Knowledge means that you know or are aware of something’s existence. If you don’t know that something exists, then you can’t be in possession of it, even if it is in a location that you have access to.

Martin v HMA (2012 HCJAC 57)

  • A woman was convicted of being concerned in the supply of controlled drugs, namely amphetamines. 
  • The evidence was that she had arrived back at the house she shared with her husband as the police were in the process of searching it. Controlled drugs were found hidden in the freezer. The packages of drugs were said to resemble frozen fish.
  • Further items that might suggest drug supply (scales and a notebook that was said to contain a “tick list” – a drug dealer’s list of customers and their respective debts) were hidden around the kitchen (e.g. behind the microwave). 
  • The husband had shown the police where the drugs were, when they asked him. There was evidence that the woman appeared to be shocked by their discovery.
  • The court was “doubtful as to whether the inference can be drawn that the appellant was aware of the drugs…it cannot be ruled out that the drugs were placed in the freezer on the day on which they were found…even if she was aware of the packages, she would not necessarily have been aware that they contained controlled drugs”
  • Her appeal was allowed, on the basis that the Crown had not proven that she had knowledge of the drugs.

Using the same principle, if someone were to slip an illegal item into your coat pocket or handbag without your knowledge, you would not be in possession of it, legally speaking. You cannot be in control of something unconsciously. This can be tricky to argue, particularly when the item in question is of a size/weight that would ordinarily warrant some sort of investigation. That said, it is always for the Crown to lead evidence to show that you either knew or ought to have known about it.

On a related note, I remember being told a story about a former colleague taking a possession case to trial. The accused’s car had been stopped, and an illegal item (possibly drugs; I can’t remember) had been found in the boot. The accused’s position at trial was along the lines of, “Although I have owned that car for a long time, I have never once opened the boot, so I have never had any idea of what was in there.” He was convicted.

So, knowledge is something that has to be inferred from the particular circumstances.


If you know of something’s existence, then the second question is whether you’re in control of it.

“Control” means having a meaningful say on the disposal of the thing in question.

In other words, if you have a wrap of heroin in your pocket, and you know it’s there, you would be able to exercise control over it by, for example, carrying it from A to B, consuming it or throwing it away.

You don’t have to physically have the item on you to be in control of it. If you were to name all of your “possessions”, you’d probably list things that you regard as belonging to you, like the clothes in your wardrobe, TV, collection of samurai swords etc. You have a meaningful say in what happens to those things, which is why you are assumed to “possess” them.

You can have knowledge of an item but not have control over it. For example, if your friend borrows your car, and you see her load a cache of illegally-obtained salmon into the front passenger seat before immediately driving off, you would probably not be considered to be in possession of said salmon if/when she is pursued and stopped by the police.

More than one person can possess a single item.
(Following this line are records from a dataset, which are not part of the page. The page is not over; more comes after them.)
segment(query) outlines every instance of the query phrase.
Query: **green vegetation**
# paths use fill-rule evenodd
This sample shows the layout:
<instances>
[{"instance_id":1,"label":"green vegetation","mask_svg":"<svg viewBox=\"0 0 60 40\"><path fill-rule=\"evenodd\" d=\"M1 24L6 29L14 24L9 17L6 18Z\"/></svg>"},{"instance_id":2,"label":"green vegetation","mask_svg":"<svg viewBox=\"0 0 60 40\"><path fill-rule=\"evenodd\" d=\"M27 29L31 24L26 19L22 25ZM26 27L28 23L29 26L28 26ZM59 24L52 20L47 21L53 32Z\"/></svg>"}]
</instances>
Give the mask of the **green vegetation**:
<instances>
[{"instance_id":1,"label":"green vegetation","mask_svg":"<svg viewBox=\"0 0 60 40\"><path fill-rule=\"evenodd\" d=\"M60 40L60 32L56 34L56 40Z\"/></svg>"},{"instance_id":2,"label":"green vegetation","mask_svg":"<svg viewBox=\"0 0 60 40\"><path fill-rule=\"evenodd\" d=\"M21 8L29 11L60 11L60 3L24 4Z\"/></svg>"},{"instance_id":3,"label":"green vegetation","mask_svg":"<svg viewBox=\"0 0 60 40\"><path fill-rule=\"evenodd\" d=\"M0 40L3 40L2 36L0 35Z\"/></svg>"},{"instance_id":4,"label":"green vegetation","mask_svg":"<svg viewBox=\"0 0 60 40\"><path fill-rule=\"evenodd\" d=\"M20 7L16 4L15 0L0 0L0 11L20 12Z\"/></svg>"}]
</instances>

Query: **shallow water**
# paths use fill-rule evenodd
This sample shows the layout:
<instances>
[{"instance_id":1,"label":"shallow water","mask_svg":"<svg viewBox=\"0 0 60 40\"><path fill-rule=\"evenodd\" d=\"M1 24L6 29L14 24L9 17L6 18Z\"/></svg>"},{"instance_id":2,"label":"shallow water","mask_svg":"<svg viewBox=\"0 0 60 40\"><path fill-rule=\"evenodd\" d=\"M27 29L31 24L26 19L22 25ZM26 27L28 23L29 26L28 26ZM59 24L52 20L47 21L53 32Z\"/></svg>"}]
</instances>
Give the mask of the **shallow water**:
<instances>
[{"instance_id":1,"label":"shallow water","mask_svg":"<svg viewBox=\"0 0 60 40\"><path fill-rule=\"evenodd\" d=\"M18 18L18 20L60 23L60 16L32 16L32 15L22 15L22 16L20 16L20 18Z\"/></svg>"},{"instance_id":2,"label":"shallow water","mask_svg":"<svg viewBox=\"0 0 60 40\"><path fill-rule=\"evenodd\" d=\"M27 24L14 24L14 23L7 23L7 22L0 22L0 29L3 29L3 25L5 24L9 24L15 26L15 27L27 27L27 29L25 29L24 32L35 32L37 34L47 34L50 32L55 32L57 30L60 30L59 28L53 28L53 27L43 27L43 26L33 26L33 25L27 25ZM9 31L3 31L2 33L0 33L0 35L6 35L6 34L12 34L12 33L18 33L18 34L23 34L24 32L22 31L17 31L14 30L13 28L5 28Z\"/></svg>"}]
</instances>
If you and I both travel to Dumfries in a car with a duffle bag full of cannabis in the boot, and we both know it’s in there, we would both be in possession of the bag and its contents.

Unwillingness to possess something does not tend to mean that you can escape the scope of possession. There are some statutory defences available in certain crimes that tell you what you should do in that situation. For example, s5(4) of the Misuse of Drugs Act 1971 allows you to take possession of controlled drugs in order to destroy them or hand them in to an authorised person (most likely the police).